WASHINGTON -- Toyota's recent management changes have not gone far enough to address a number of safety problems that have arisen over the past decade, an advisory panel appointed by the company said Monday.
Toyota's worldwide recalls of millions of vehicles since 2009 were attributable in part to overly centralized decision-making that still remains too Japan-based, the panel headed by former U.S. Transportation Secretary Rodney Slater said.
The company's "skepticism and defensiveness" toward consumer and other outside complaints also played a role, and Toyota should identify itself more closely with the goals of U.S. safety regulators and less with industry lobbyists, the panel's 60-page report said.
The automaker also lacked a top safety executive until April, and the seven-member panel that is being paid by Toyota said it still couldn't "identify a clear management chain of responsibility for safety."
Still, the panel said it is optimistic about Toyota's future. Federal investigations have revealed no electronic causes of unintended acceleration, the company's Global Vision 2020 makes safety one of its highest priorities, and management has been "eager to implement positive changes," the report said.
These changes suggest that Toyota wouldn't be as slow to respond today if safety problems were to surface, panel members said.
"Responses would be much more pro-active and faster than they have been in past cases," panel member Brian O'Neill, former Insurance Institute for Highway Safety president, said at a news conference.

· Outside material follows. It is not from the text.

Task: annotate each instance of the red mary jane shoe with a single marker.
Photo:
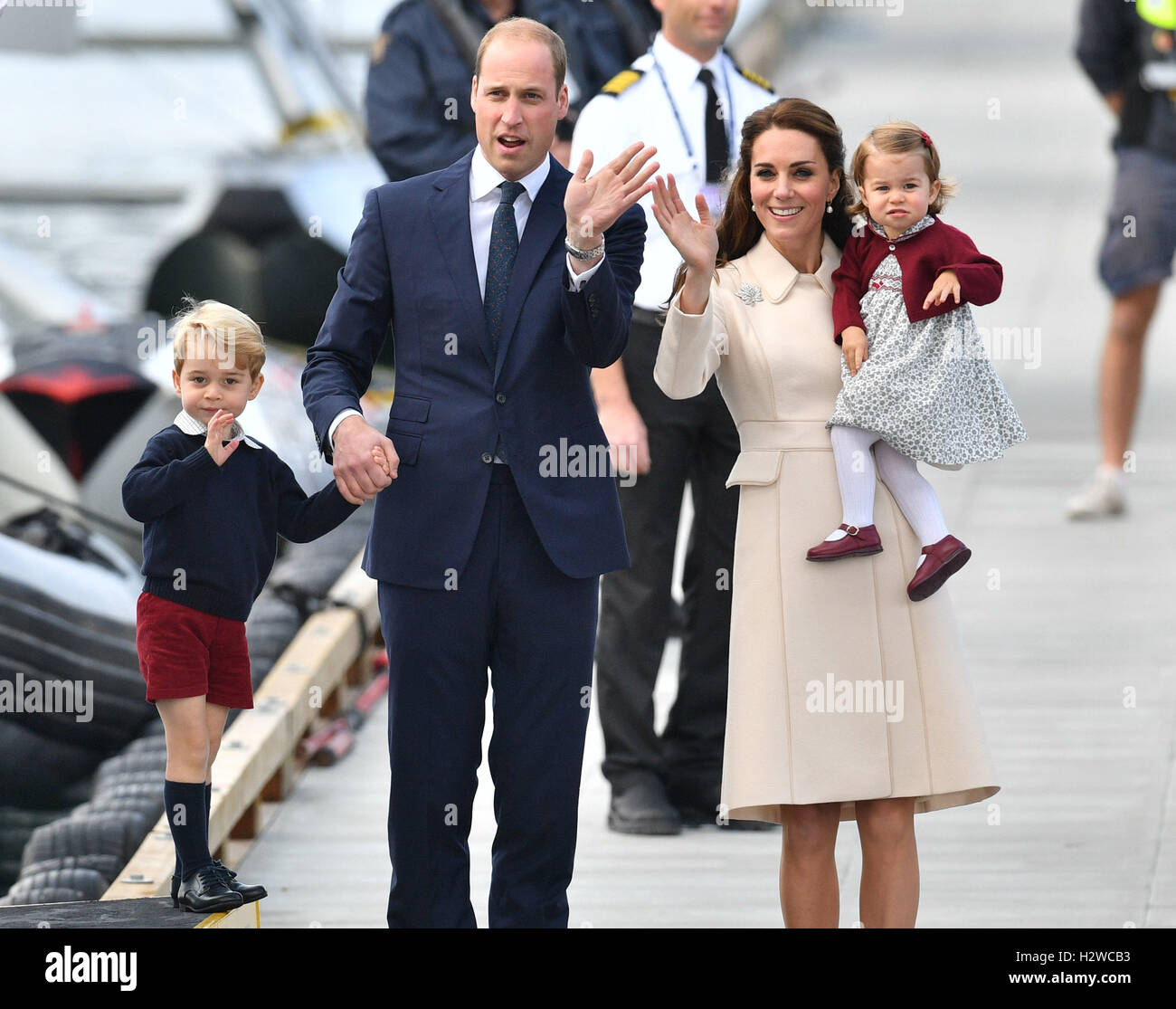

Added Slater: "They're serious about wanting to reclaim their valued perch of premier leader in auto manufacturing. We'll just have to see what the leadership does" with our recommendations.
Toyota President Akio Toyoda, who has met twice with the panel since it was formed a year ago, said the company "has learned a great deal from listening to" it.
"Now the panel has given us further insights into how we can best achieve our vision of exceeding customer expectations with the safest and most responsible vehicles," he said in a statement.